I have two machines which are hardware identical, bought at the same time, with the same software versions, hardware versions, and firmware versions. Each has a SAS controller with 8 x 6 Gb/s channels going to a SAS enclosure which holds 12 SAS disks.
On machine 1, which is stable and seems to be working perfectly, each disk in the raid array behaves more or less identically: busy time is equal (about 33% across all disks in production load levels), and while the weekly software raid check runs, write and read performance is not degraded. The full raid check completes in about a day, using all available spare bandwidth to complete it as fast as possible. This amounts to about 200 MB/sec reads while this check completes.
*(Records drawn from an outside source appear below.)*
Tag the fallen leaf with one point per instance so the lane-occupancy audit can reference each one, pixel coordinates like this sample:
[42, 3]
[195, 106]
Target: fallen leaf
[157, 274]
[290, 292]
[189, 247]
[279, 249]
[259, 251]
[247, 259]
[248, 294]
Machine 2 is a problem child. The full raid check completes in basically never, although it is configured to also use all available disk bandwidth. While it is attempting to check, it plods along at 5 MB/sec, and write performance drops to about 30 MB/sec during this time. Also, four disks are at 35% busy, while the remaining ones are 22% busy on average.
After cancelling the raid check on machine 2, the write speed returns to about 160 MB/sec.
If I use dd
to test each individual mpath
device, on machine 1 I get most speeds around 145 MB/sec reading per drive, and the lowest of 119 MB/sec followed by 127 MB. The rest are all in the 145 MB/sec range.
On machine 2, I get speeds between 107 MB (x 3 disks) and the rest are all above 135 MB/sec, with the peak of 191 MB/sec (!) for one disk.
I admit to being well out of my comfort zone here, but I cannot find any evidence to draw a conclusion from. I have also checked SMART stats on each disk on both machines, and while there are a fair number of "read corrected" errors on all disks, there seems to be no correlation between the values and the read performance, nor between the busy% difference.
Nothing I can find explains the poor performance when performing a RAID check of the array on one box vs on the other. Suggestions on where to go next to debug this would be appreciated.